A revocable trust is a trust that is funded with assets and that can be amended and revoked by the person creating the trust. An non-revocable trust is also funded with assets but cannot be amended by the person creating it. The person creating the trust, often called the settlor or the grantor typically retains all of the benefits to the property placed into the trust. The terms of a trust are established in a written agreement signed by the grantor and the trustee. It can be funded with bank accounts, stocks, bonds, a home and other assets. The terms of the trust should provide for the disposition of the property in the trust both during the life and following the death of the grantor.

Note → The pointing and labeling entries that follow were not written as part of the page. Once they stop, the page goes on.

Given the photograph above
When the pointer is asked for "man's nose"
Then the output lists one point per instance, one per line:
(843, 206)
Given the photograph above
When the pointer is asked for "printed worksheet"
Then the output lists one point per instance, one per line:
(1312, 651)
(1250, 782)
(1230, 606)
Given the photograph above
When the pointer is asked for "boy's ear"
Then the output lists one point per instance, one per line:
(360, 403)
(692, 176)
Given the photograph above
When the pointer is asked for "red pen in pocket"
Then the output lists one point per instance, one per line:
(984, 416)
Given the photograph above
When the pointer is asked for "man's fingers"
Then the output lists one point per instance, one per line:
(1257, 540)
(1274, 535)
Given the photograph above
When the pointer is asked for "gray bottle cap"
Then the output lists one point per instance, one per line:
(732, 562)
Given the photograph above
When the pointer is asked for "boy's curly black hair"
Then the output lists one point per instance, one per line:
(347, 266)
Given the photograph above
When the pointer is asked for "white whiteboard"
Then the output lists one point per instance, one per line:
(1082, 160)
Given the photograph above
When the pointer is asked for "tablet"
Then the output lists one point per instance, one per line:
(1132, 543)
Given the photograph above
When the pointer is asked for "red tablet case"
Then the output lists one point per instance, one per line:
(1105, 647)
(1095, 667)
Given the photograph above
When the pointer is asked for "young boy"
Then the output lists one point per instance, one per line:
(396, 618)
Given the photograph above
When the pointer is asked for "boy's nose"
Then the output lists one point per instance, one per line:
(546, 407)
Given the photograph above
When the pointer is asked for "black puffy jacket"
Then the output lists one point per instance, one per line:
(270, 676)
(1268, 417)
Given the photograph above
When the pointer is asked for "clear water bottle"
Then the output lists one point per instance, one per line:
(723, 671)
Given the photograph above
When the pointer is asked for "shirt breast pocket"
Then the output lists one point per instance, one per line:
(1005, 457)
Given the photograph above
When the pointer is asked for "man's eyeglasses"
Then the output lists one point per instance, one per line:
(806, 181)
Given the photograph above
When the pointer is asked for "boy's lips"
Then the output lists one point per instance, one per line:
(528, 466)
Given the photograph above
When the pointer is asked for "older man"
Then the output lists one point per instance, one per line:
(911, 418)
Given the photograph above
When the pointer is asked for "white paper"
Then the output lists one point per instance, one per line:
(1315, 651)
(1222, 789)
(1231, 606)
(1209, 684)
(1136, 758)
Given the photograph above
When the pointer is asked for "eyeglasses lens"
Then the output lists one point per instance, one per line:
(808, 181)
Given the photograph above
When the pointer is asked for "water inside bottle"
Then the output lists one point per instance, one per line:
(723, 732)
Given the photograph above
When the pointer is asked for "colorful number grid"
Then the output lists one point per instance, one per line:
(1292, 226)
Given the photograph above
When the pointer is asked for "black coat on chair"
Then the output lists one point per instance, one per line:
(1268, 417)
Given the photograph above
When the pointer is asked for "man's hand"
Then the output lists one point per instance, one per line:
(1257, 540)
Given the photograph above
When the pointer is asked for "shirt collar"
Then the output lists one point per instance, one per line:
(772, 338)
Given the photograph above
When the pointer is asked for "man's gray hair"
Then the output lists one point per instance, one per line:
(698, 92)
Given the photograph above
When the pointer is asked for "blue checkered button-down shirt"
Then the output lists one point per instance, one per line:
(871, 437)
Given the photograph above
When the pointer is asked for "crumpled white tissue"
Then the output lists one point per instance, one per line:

A common goal is to avoid probate. Assets within the trust will generally not be subject to the jurisdiction of the probate court, either while the grantor is living or following the grantor’s death. Assets owned by an individual’s name and not contractually payable on death will generally be subject to probate.
A common misconception that estate tax savings can be achieved with a trust, but not with a will. While the use of a trust will avoid probate proceedings, avoiding probate does not mean avoiding estate taxes. The assets of a trust are part of a person’s gross estate for estate tax purposes just the same as probate assets.
Terms of a trust are contained in a private document while the terms of a will become a matter of public record. A trust allows control of the trustee. Costs such as probate court costs, appraiser’s fees, attorney fees, etc. are all costs may be avoided with a trust. Assets to be transferred through a trust can be transferred in accordance with the instructions in the trust over instructions from the probate court.